I once impressed a college speech instructor with my choice of the Oxford English Dictionary as my favorite reference book in the library. He said no one had ever done a dictionary before, and he couldn't imagine how it could be interesting. My jaw dropped. How could it not be interesting? The Oxford English dictionary is 14 books of words. Every word in English language is traced through its history all the way back to its origins. Everything you could possibly want to know about everyone who has ever spoken the English language – and beyond – is contained there.

World history, geography, science, religion, literature, everything is there. Not just what we know now, but everything we've ever known, is contained in the Oxford English Dictionary, because every word is attached to something real.

Mark my favorite author --  and his words.

The cats – Bruiser and Circe – as well as those in Happy Memory

Family – including those who have Passed

Beautiful cloth

Amazing patterns that come from diverse sources and yet somehow remain similar: ice-dyed random fabric that looks remarkably like slabs of marble, for example

Thought that occurred from nowhere:

“That which we call God is exactly the same as that we identify as love – both too vast to comprehend, so we split it up and put familiar faces on it.

Small work makes me happy.

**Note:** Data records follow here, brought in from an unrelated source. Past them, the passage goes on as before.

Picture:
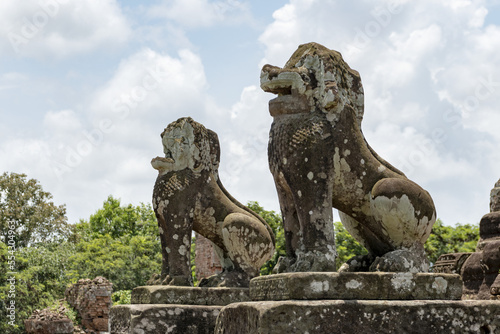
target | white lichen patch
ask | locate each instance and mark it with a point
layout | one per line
(353, 284)
(182, 250)
(323, 286)
(397, 217)
(402, 281)
(440, 285)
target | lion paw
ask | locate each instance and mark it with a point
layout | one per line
(305, 262)
(401, 260)
(358, 263)
(177, 281)
(234, 278)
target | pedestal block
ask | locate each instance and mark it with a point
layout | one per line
(173, 310)
(365, 286)
(163, 318)
(359, 316)
(164, 294)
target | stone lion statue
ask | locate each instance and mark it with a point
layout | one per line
(320, 159)
(188, 195)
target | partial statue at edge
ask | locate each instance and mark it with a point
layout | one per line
(320, 159)
(188, 195)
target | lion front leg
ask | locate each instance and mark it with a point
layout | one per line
(314, 244)
(249, 245)
(402, 218)
(175, 233)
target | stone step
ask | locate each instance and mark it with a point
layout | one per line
(359, 316)
(362, 286)
(156, 319)
(166, 294)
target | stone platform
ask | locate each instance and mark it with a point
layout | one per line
(174, 310)
(359, 316)
(362, 286)
(163, 318)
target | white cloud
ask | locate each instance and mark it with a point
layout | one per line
(58, 28)
(202, 13)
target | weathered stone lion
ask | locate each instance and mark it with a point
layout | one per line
(319, 158)
(188, 195)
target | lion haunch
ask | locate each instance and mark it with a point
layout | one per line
(320, 159)
(188, 195)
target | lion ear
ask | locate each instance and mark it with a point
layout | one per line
(213, 140)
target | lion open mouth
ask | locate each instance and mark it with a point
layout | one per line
(168, 157)
(290, 87)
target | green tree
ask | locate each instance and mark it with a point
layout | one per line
(118, 221)
(39, 280)
(346, 245)
(118, 242)
(448, 239)
(27, 215)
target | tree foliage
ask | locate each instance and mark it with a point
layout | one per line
(38, 281)
(118, 242)
(448, 239)
(28, 212)
(117, 221)
(346, 245)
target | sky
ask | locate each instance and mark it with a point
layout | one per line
(86, 88)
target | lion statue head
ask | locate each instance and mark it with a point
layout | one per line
(314, 78)
(188, 144)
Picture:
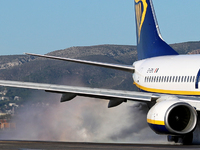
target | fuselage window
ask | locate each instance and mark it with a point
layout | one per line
(179, 78)
(157, 79)
(170, 78)
(173, 78)
(190, 78)
(149, 78)
(182, 78)
(185, 79)
(176, 79)
(167, 79)
(193, 78)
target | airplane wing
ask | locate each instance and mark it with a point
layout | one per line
(70, 92)
(116, 97)
(128, 68)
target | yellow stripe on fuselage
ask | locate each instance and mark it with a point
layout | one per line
(167, 91)
(155, 122)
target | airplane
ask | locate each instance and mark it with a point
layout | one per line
(168, 82)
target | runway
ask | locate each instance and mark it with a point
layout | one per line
(33, 145)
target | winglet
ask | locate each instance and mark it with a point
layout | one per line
(149, 40)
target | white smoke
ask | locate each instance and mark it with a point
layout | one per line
(83, 120)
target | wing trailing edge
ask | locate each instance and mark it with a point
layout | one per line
(127, 68)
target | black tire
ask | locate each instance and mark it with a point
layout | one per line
(187, 139)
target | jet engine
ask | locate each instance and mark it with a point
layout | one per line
(173, 117)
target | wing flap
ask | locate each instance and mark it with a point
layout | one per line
(127, 68)
(81, 91)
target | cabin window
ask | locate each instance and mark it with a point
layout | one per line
(155, 79)
(152, 79)
(190, 78)
(182, 79)
(170, 78)
(167, 78)
(185, 79)
(160, 79)
(173, 78)
(193, 78)
(179, 78)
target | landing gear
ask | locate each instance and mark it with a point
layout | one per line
(185, 139)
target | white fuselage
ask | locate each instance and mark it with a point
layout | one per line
(177, 74)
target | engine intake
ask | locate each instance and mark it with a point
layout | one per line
(173, 117)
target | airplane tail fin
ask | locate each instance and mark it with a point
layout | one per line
(149, 40)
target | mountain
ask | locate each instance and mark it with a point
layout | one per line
(32, 69)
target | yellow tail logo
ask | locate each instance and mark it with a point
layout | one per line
(140, 10)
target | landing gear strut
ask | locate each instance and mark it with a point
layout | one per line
(185, 139)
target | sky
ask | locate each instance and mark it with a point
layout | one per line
(42, 26)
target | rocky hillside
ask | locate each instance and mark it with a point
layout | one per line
(28, 68)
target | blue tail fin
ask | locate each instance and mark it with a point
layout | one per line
(149, 40)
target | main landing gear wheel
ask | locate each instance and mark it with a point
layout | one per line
(185, 139)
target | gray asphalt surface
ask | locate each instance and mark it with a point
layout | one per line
(31, 145)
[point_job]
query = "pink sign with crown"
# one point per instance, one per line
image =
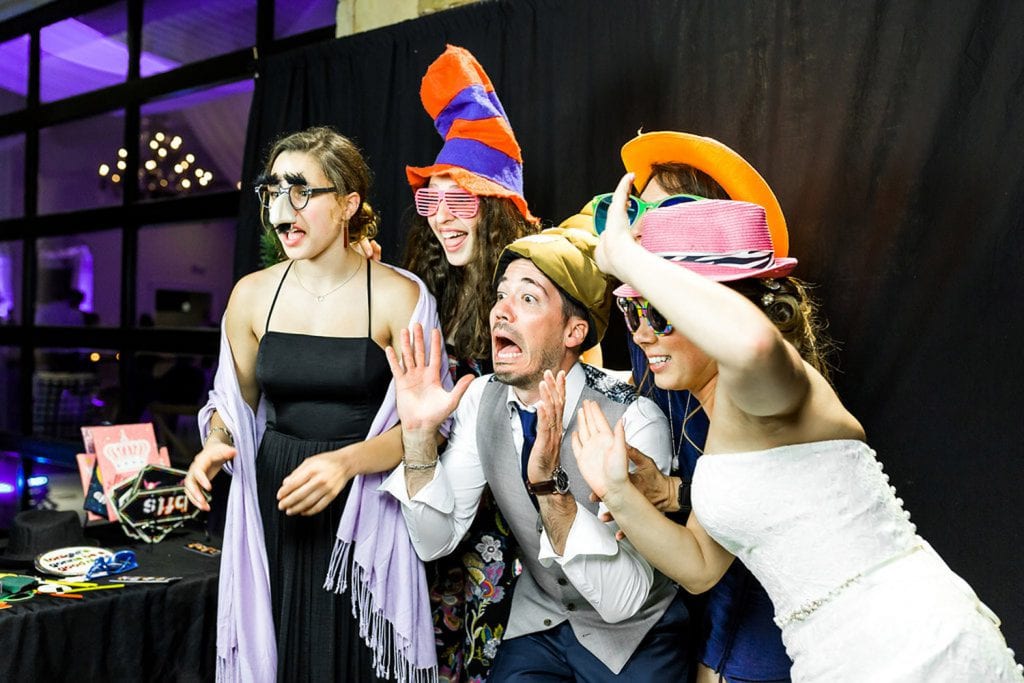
(122, 451)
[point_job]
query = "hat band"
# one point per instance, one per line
(740, 260)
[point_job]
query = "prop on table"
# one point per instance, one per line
(148, 580)
(203, 549)
(153, 504)
(123, 560)
(14, 588)
(113, 455)
(71, 561)
(36, 531)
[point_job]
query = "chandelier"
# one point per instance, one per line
(169, 169)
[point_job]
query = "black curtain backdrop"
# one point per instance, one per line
(891, 132)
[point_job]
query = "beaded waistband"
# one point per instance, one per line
(809, 607)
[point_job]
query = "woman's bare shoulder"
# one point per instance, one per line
(394, 284)
(255, 290)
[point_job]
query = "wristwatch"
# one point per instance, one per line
(684, 498)
(558, 483)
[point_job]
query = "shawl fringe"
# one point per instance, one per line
(377, 632)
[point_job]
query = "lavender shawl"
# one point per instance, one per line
(389, 588)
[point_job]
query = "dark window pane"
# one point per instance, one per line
(184, 273)
(193, 141)
(80, 164)
(294, 16)
(13, 74)
(10, 282)
(10, 380)
(73, 387)
(83, 53)
(176, 33)
(79, 280)
(11, 176)
(171, 389)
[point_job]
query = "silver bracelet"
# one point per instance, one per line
(230, 438)
(419, 467)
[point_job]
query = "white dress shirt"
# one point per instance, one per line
(613, 578)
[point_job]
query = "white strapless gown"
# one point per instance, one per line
(860, 597)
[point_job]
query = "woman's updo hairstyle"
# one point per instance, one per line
(344, 167)
(788, 305)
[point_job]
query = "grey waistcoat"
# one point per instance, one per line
(544, 597)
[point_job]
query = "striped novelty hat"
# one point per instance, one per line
(721, 240)
(480, 152)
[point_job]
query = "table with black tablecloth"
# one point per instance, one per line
(147, 632)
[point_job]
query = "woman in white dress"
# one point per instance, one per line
(793, 489)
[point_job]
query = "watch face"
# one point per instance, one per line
(561, 480)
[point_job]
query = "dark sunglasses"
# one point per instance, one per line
(634, 309)
(635, 207)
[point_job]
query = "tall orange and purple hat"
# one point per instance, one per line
(480, 152)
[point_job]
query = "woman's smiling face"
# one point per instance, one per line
(457, 236)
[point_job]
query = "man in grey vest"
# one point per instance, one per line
(587, 607)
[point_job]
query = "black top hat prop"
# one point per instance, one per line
(35, 531)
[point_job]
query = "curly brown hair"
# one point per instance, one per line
(344, 166)
(678, 178)
(465, 295)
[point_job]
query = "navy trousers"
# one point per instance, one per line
(556, 655)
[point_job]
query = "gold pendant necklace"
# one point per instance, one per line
(320, 297)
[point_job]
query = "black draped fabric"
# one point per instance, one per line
(891, 132)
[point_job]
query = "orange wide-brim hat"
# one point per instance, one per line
(740, 180)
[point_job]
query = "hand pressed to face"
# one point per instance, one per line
(545, 455)
(600, 452)
(422, 401)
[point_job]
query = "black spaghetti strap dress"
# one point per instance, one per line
(323, 393)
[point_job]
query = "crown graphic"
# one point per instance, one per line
(127, 456)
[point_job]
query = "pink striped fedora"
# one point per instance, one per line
(721, 240)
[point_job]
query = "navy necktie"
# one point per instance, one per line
(528, 421)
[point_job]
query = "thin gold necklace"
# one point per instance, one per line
(320, 297)
(684, 437)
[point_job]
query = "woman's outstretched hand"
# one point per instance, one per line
(600, 453)
(204, 467)
(617, 241)
(422, 401)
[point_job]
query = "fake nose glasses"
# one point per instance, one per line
(282, 214)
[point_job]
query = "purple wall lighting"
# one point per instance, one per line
(11, 481)
(13, 74)
(295, 16)
(11, 176)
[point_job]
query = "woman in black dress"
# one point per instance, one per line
(306, 338)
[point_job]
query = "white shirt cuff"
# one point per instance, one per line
(588, 536)
(436, 494)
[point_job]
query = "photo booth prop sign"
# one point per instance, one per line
(115, 454)
(153, 503)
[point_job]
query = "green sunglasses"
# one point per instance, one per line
(635, 207)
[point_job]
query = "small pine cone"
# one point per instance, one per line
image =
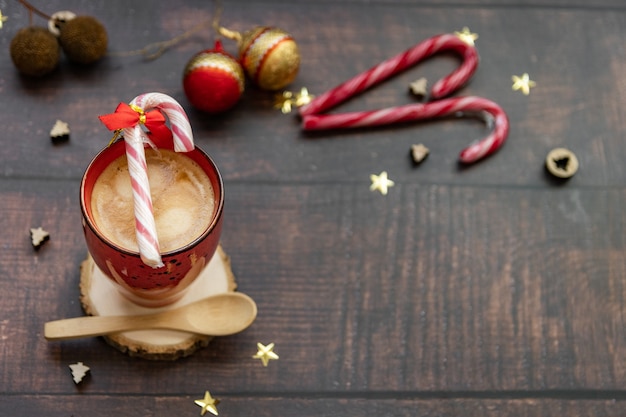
(83, 39)
(35, 51)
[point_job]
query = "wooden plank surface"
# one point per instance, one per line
(482, 290)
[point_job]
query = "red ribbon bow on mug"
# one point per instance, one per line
(126, 116)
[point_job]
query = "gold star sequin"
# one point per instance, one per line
(287, 99)
(303, 97)
(284, 101)
(3, 19)
(523, 83)
(381, 182)
(79, 370)
(265, 353)
(466, 36)
(208, 403)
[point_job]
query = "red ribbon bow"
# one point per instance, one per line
(126, 116)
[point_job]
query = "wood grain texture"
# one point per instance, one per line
(488, 290)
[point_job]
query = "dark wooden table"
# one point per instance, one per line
(487, 290)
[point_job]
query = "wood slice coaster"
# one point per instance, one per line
(99, 296)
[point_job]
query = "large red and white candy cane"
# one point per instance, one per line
(419, 111)
(399, 63)
(135, 139)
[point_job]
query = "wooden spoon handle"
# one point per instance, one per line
(93, 326)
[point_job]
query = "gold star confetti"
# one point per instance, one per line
(419, 152)
(523, 83)
(419, 87)
(287, 99)
(38, 237)
(284, 101)
(79, 370)
(208, 403)
(466, 36)
(381, 182)
(2, 19)
(303, 97)
(265, 353)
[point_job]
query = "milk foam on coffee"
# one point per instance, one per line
(182, 199)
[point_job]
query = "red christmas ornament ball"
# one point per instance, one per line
(213, 80)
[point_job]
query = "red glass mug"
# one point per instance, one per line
(140, 283)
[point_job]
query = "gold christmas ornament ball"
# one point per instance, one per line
(270, 57)
(34, 51)
(83, 39)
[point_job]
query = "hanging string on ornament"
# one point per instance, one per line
(269, 55)
(154, 50)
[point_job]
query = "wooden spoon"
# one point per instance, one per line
(218, 315)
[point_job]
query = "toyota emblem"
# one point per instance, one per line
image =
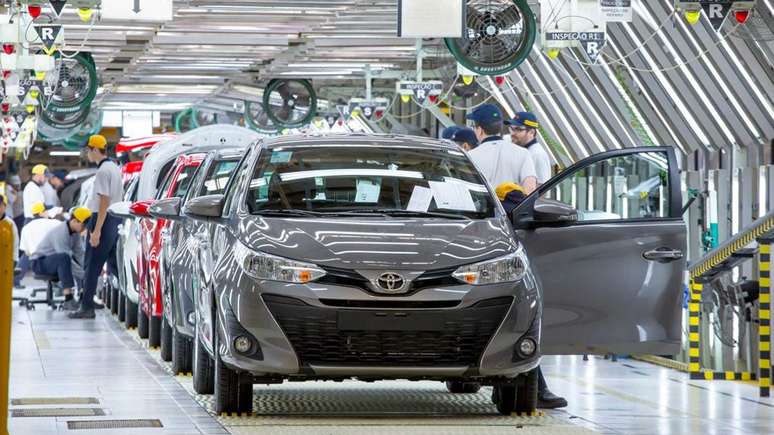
(390, 282)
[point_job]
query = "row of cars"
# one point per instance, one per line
(331, 257)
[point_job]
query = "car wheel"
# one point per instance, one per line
(113, 300)
(121, 307)
(154, 332)
(182, 350)
(526, 395)
(166, 339)
(142, 322)
(504, 397)
(131, 313)
(229, 397)
(459, 387)
(203, 375)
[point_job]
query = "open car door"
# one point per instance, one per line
(606, 239)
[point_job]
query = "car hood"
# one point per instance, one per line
(377, 243)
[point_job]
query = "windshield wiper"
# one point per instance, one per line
(288, 212)
(401, 212)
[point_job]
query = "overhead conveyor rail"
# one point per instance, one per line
(723, 253)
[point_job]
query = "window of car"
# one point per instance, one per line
(368, 177)
(634, 186)
(183, 181)
(217, 177)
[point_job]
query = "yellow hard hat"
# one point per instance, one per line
(38, 208)
(39, 170)
(503, 189)
(97, 141)
(81, 214)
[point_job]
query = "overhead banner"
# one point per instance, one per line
(421, 91)
(57, 6)
(591, 42)
(616, 11)
(48, 34)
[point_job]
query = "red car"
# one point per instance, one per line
(150, 308)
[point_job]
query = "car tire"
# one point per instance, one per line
(113, 300)
(229, 397)
(142, 323)
(504, 397)
(460, 387)
(526, 395)
(154, 332)
(182, 352)
(131, 313)
(121, 307)
(166, 339)
(203, 376)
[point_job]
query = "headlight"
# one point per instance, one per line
(270, 267)
(509, 268)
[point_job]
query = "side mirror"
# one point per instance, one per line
(140, 208)
(206, 208)
(121, 210)
(168, 208)
(549, 211)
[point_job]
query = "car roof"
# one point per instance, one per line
(358, 139)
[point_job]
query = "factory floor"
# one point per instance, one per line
(67, 376)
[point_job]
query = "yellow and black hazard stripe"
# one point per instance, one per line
(694, 357)
(764, 316)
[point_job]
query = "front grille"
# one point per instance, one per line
(430, 278)
(351, 337)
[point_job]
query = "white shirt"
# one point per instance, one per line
(50, 195)
(15, 236)
(32, 194)
(542, 162)
(34, 232)
(500, 161)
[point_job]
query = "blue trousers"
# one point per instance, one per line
(96, 258)
(58, 265)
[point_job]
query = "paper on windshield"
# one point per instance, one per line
(420, 199)
(367, 191)
(452, 196)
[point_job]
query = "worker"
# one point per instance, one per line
(524, 128)
(32, 234)
(499, 160)
(33, 191)
(511, 195)
(55, 254)
(54, 183)
(102, 228)
(14, 230)
(466, 138)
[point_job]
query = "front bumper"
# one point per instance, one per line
(326, 330)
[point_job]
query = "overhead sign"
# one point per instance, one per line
(138, 10)
(431, 18)
(591, 42)
(616, 10)
(48, 34)
(716, 11)
(57, 6)
(421, 91)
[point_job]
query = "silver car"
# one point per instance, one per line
(389, 257)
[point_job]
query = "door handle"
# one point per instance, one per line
(663, 255)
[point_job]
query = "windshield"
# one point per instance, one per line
(363, 179)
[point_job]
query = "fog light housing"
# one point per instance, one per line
(527, 347)
(243, 344)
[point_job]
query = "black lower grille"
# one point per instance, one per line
(331, 336)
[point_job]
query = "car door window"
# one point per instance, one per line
(633, 186)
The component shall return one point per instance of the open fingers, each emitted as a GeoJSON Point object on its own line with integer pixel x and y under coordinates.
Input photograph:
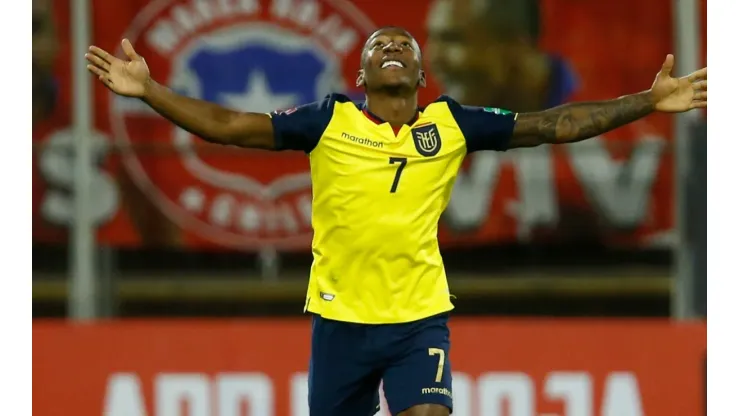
{"type": "Point", "coordinates": [105, 56]}
{"type": "Point", "coordinates": [700, 75]}
{"type": "Point", "coordinates": [98, 71]}
{"type": "Point", "coordinates": [98, 62]}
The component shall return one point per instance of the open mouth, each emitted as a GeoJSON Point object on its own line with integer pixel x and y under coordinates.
{"type": "Point", "coordinates": [392, 63]}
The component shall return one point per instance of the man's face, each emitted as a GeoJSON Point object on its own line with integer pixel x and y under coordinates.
{"type": "Point", "coordinates": [471, 64]}
{"type": "Point", "coordinates": [391, 58]}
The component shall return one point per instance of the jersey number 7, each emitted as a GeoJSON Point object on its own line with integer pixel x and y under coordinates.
{"type": "Point", "coordinates": [402, 164]}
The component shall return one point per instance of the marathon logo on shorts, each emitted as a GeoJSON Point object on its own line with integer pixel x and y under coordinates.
{"type": "Point", "coordinates": [437, 390]}
{"type": "Point", "coordinates": [248, 55]}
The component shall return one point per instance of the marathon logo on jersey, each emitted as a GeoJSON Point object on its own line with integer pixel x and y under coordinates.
{"type": "Point", "coordinates": [427, 140]}
{"type": "Point", "coordinates": [248, 55]}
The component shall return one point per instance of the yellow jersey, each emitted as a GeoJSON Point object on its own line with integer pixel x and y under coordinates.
{"type": "Point", "coordinates": [378, 194]}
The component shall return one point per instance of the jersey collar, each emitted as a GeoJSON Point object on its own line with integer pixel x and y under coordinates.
{"type": "Point", "coordinates": [377, 120]}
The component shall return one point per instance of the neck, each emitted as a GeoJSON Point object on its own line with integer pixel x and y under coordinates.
{"type": "Point", "coordinates": [395, 109]}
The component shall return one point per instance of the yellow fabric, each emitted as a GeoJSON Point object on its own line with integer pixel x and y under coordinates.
{"type": "Point", "coordinates": [376, 254]}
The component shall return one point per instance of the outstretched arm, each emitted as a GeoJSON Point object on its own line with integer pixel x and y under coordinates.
{"type": "Point", "coordinates": [209, 121]}
{"type": "Point", "coordinates": [579, 121]}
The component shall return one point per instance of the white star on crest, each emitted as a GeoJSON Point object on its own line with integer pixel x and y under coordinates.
{"type": "Point", "coordinates": [257, 97]}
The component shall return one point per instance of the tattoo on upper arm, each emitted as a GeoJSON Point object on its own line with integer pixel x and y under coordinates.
{"type": "Point", "coordinates": [579, 121]}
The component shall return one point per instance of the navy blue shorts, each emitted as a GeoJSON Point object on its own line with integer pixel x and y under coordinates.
{"type": "Point", "coordinates": [348, 362]}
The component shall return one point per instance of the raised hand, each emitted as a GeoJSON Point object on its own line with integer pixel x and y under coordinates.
{"type": "Point", "coordinates": [676, 95]}
{"type": "Point", "coordinates": [128, 78]}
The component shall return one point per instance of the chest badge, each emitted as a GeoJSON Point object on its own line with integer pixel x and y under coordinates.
{"type": "Point", "coordinates": [427, 140]}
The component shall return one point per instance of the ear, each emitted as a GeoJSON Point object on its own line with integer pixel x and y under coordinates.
{"type": "Point", "coordinates": [422, 78]}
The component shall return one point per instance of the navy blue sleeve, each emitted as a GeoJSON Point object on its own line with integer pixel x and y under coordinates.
{"type": "Point", "coordinates": [484, 128]}
{"type": "Point", "coordinates": [301, 128]}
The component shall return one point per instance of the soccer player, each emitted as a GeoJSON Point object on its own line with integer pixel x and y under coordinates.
{"type": "Point", "coordinates": [382, 172]}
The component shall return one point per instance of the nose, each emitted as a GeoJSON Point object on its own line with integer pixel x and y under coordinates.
{"type": "Point", "coordinates": [392, 47]}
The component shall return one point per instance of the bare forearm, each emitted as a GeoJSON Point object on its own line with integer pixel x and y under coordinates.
{"type": "Point", "coordinates": [579, 121]}
{"type": "Point", "coordinates": [209, 121]}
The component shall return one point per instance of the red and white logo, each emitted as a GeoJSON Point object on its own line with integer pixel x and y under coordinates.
{"type": "Point", "coordinates": [248, 55]}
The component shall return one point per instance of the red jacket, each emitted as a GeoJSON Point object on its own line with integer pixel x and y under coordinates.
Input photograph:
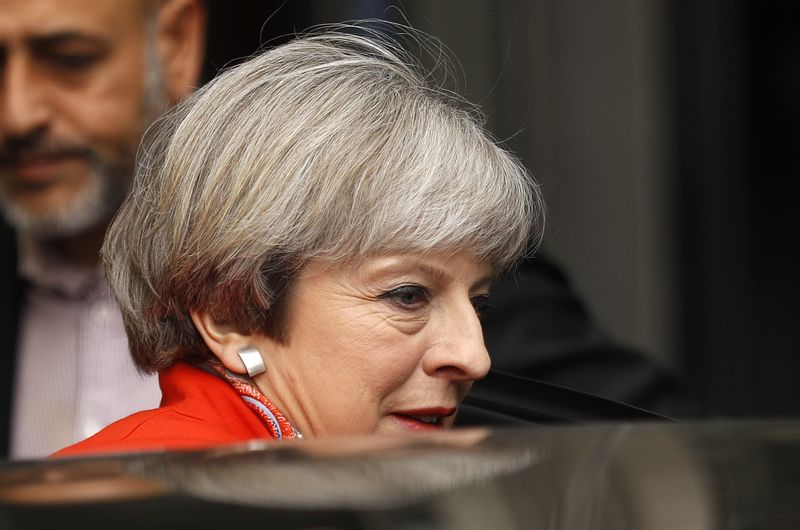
{"type": "Point", "coordinates": [198, 410]}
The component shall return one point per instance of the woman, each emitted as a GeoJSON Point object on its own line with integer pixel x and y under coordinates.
{"type": "Point", "coordinates": [306, 250]}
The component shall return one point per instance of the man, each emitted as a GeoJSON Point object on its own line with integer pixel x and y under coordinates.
{"type": "Point", "coordinates": [80, 80]}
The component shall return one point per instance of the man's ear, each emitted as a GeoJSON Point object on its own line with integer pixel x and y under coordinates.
{"type": "Point", "coordinates": [181, 39]}
{"type": "Point", "coordinates": [223, 340]}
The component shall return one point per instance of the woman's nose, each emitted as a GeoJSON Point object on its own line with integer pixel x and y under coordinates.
{"type": "Point", "coordinates": [458, 352]}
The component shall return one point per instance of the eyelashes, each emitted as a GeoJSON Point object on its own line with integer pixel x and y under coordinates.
{"type": "Point", "coordinates": [481, 304]}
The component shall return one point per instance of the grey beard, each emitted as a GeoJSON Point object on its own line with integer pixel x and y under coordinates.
{"type": "Point", "coordinates": [109, 181]}
{"type": "Point", "coordinates": [99, 198]}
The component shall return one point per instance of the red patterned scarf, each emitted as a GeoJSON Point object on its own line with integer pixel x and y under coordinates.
{"type": "Point", "coordinates": [272, 418]}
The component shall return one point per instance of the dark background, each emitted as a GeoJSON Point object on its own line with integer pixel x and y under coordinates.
{"type": "Point", "coordinates": [730, 80]}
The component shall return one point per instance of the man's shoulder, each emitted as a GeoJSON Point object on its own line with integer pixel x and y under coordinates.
{"type": "Point", "coordinates": [8, 256]}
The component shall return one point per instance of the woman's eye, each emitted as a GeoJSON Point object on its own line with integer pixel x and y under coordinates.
{"type": "Point", "coordinates": [481, 304]}
{"type": "Point", "coordinates": [407, 296]}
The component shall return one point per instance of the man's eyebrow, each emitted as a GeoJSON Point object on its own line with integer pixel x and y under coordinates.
{"type": "Point", "coordinates": [66, 37]}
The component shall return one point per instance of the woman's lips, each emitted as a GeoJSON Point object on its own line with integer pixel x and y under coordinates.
{"type": "Point", "coordinates": [418, 420]}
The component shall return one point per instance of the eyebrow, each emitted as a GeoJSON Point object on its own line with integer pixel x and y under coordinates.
{"type": "Point", "coordinates": [65, 37]}
{"type": "Point", "coordinates": [435, 272]}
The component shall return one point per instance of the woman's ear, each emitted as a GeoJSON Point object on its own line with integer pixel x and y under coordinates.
{"type": "Point", "coordinates": [224, 341]}
{"type": "Point", "coordinates": [181, 36]}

I’m sorry, Psoriatic Arthritis, and the joints I’m trying to save: I just love the small work. I’m finding myself consciously choosing to do Zentangles instead of my writing, even though I gave myself some real trouble doing a Karamatsu stitch on silk for a loved one. I found myself making tiny circles for no good purpose on paper, doing Zentangles one after another -- and although my hand really wanted me to stop, my mind was happy and my heart was happy.

And last week I was tweezing my way through seed beads and bugles, trying to separate them, good lord a hopeless thankless task—it’s not like I’ll be using them for beading any time soon. I think I’ve come to an understanding about this, however. Sometimes it’s worth hauling out the old skills, pain and potential damage notwithstanding, if for no other reason than to reconnect with the small bits of meditative delight I always find when I do it.